Friday, June 22, 2007


On Saturday 2nd June, Basics community activists organized a meeting of members of the Lawrence Heights community to discuss housing conditions, the City’s proposed “revitalization” of the neighbourhood and organize a response to issues faced by the community.

Since the winter months, Basics activists conducted door-to-door surveys with residents that outlined the unacceptable living conditions and issues brought on by the negligence of the landlord – Toronto Community Housing Corporation.

• 94% of those surveyed said that building conditions in TCHC housing units in Lawrence Heights are average to poor

• 79% said that TCHC responses to requests for maintenance or repairs is average to poor, including delays and long wait times before problems are fixed (if they ever are)

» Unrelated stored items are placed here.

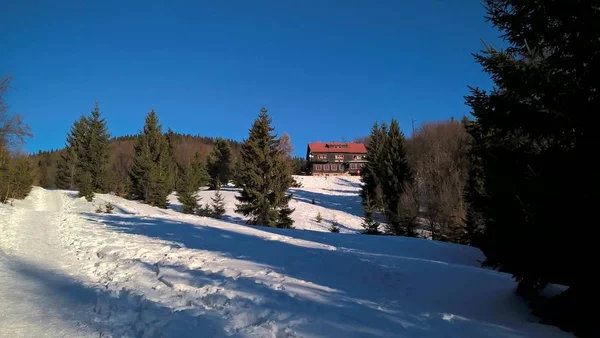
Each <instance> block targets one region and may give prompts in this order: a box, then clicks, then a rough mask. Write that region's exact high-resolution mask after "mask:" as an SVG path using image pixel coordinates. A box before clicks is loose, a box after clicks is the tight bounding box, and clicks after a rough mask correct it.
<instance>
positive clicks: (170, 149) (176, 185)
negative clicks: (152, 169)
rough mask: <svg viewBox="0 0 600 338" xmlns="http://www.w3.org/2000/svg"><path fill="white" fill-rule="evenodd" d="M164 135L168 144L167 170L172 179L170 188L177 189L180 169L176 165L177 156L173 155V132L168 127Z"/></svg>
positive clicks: (173, 132) (178, 182)
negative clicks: (171, 181)
mask: <svg viewBox="0 0 600 338" xmlns="http://www.w3.org/2000/svg"><path fill="white" fill-rule="evenodd" d="M165 137H166V138H167V143H168V144H169V157H170V161H169V172H170V173H171V179H172V180H173V182H172V188H171V190H177V185H178V184H179V182H180V181H181V180H180V179H179V174H180V173H181V170H180V168H179V166H178V162H177V156H176V155H175V147H176V145H175V132H173V130H172V129H171V128H169V129H168V130H167V133H166V134H165Z"/></svg>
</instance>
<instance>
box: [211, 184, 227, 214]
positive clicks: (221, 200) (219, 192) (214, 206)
mask: <svg viewBox="0 0 600 338" xmlns="http://www.w3.org/2000/svg"><path fill="white" fill-rule="evenodd" d="M211 200H212V214H213V217H215V218H219V219H220V218H221V217H223V215H225V200H224V198H223V195H222V194H221V191H220V190H219V189H217V191H215V196H214V197H212V198H211Z"/></svg>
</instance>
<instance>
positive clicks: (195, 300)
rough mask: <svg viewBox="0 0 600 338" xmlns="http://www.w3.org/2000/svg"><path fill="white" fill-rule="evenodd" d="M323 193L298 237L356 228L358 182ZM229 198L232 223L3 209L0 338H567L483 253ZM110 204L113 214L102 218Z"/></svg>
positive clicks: (312, 224)
mask: <svg viewBox="0 0 600 338" xmlns="http://www.w3.org/2000/svg"><path fill="white" fill-rule="evenodd" d="M323 180H324V179H323ZM321 183H322V182H321ZM321 183H318V182H317V180H316V179H315V178H306V180H305V182H303V185H304V188H302V189H297V190H296V191H295V193H296V197H295V198H296V200H295V202H294V204H295V205H294V206H295V207H296V209H297V214H296V215H295V217H296V218H295V219H296V226H297V227H298V228H304V229H307V228H308V229H315V228H316V229H317V230H320V231H324V230H325V227H326V226H327V225H321V224H318V223H316V222H315V223H313V221H311V220H310V219H307V218H313V217H314V215H313V214H316V211H317V212H318V210H320V211H321V212H322V215H323V217H324V218H325V219H327V217H328V215H331V216H330V217H333V216H335V217H336V219H337V220H338V221H339V222H340V223H342V224H343V225H344V226H346V227H347V229H343V230H346V231H347V232H350V231H351V229H359V226H360V219H359V215H360V212H359V211H360V210H359V200H358V199H357V196H356V190H357V189H358V187H357V182H356V181H353V180H348V181H347V182H346V181H343V180H341V179H336V180H332V178H329V179H328V180H327V182H325V183H324V185H321ZM316 185H319V186H318V187H317V186H316ZM202 194H203V195H204V194H208V195H206V196H205V199H208V196H210V195H211V194H212V193H209V192H203V193H202ZM232 194H233V193H231V194H229V193H228V199H229V200H228V203H229V205H228V207H229V208H230V212H229V214H228V217H227V218H226V219H225V220H223V221H219V220H214V219H208V218H203V217H197V216H190V215H184V214H181V213H178V212H177V211H176V210H159V209H155V208H152V207H149V206H146V205H143V204H140V203H138V202H134V201H127V200H124V199H121V198H118V197H115V196H110V195H98V196H97V198H96V201H95V202H94V203H88V202H86V201H85V200H83V199H77V198H75V197H74V196H73V193H72V192H68V191H47V190H44V189H41V188H35V189H34V191H33V192H32V194H31V196H30V197H28V198H27V199H26V200H25V201H20V202H15V206H14V207H10V206H0V217H2V218H1V219H0V249H1V250H2V251H3V252H4V253H3V254H2V255H0V278H1V279H2V280H0V297H1V298H0V299H2V300H3V302H4V303H5V304H3V305H4V306H3V307H2V309H0V336H2V337H4V336H6V337H14V336H35V335H36V334H37V333H39V332H48V333H49V334H48V335H46V336H66V337H79V336H86V335H87V334H88V333H89V332H96V334H95V336H98V335H100V336H102V337H106V336H112V337H126V336H129V337H570V335H569V334H566V333H564V332H561V331H560V330H558V329H556V328H554V327H549V326H544V325H540V324H536V323H535V321H536V319H535V318H533V317H530V316H529V315H528V312H529V311H528V309H527V306H526V305H525V304H524V303H523V302H522V301H521V300H520V299H519V298H518V297H517V296H516V295H515V294H514V288H515V284H514V282H513V280H512V279H511V278H510V276H509V275H506V274H503V273H499V272H496V271H492V270H488V269H482V268H480V267H479V266H480V261H481V260H482V259H483V256H482V254H481V252H480V251H479V250H477V249H474V248H471V247H465V246H460V245H454V244H448V243H440V242H436V241H429V240H420V239H409V238H402V237H383V236H366V235H359V234H332V233H326V232H317V231H302V230H281V229H269V228H262V227H251V226H245V225H242V224H240V223H243V220H242V219H241V218H239V215H235V214H234V213H233V212H232V211H231V209H233V207H234V206H233V204H235V201H234V200H232V198H233V195H232ZM313 197H314V198H315V200H316V201H317V204H316V205H313V204H312V203H311V200H312V198H313ZM106 202H111V203H113V204H114V205H115V211H114V214H98V213H95V212H94V210H95V209H96V207H97V206H98V205H103V204H104V203H106ZM33 206H38V207H33ZM46 206H47V207H46ZM44 208H46V209H48V210H50V211H48V212H43V210H44ZM24 270H26V271H29V272H30V273H23V272H22V271H24ZM32 271H34V272H35V273H33V272H32ZM21 281H22V283H20V282H21ZM19 294H20V295H27V294H32V297H30V298H29V299H27V300H26V301H25V302H21V303H23V304H21V303H19V299H15V297H14V295H19ZM7 301H8V305H7V304H6V302H7ZM19 304H21V308H22V309H21V308H19ZM50 305H52V306H53V307H52V309H53V310H54V311H46V312H48V313H47V315H48V317H47V320H48V321H49V324H48V325H46V323H45V318H46V317H44V316H45V315H46V312H43V311H42V310H41V309H43V308H44V306H50ZM13 306H15V307H13ZM36 306H37V307H36ZM28 307H30V308H31V309H30V312H31V314H27V311H26V310H27V308H28ZM15 309H16V310H15ZM14 311H16V312H18V313H17V315H21V316H23V317H21V320H20V321H19V320H17V319H15V314H14V313H13V312H14ZM61 324H62V325H61ZM44 325H46V326H44ZM40 327H42V328H41V329H40ZM44 329H49V331H43V330H44ZM61 330H62V331H61ZM42 336H43V335H42Z"/></svg>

• Over 50% stated that TCHC and security officials do NOT treat people with respect

• 75% said that they have little say in what goes on in the community

The delayed and unmet repairs, disempowerment and disrespect faced by tenants is also at the heart of the issue on the so called “revitalization”. Several residents present at the meeting reported that TCHC representatives told them that no repairs would be done in Lawrence Heights units there is no value in making repairs to an area that will be demolished in the near future through the “revitalization.”

The meeting also addressed the results of the Regent Park “revitalization” which resulted in displacement of the community, a reduction of 400 subsidized units and possible health hazards (construction debris) for the remaining community. For TCHC to continue to try to tell residents that ‘there is no plan’ and that ‘they will be listened to’ in the face of this sort of information shows that they are simply continuing their record of ignoring tenants and putting tenant needs behind the company agenda.

Community members at the meeting heard about examples of successful tenants and residents associations in addressing the issues of the community. Community members agreed to move to organize self directed, independent Residents’ Association that is not affiliated with TCHC.

Only with an independent and united body will TCHC residents be able to make improvements to housing conditions, reduce wait times for repairs, demand accountability to residents during the City’s “revitalization” and address issues that the community faces.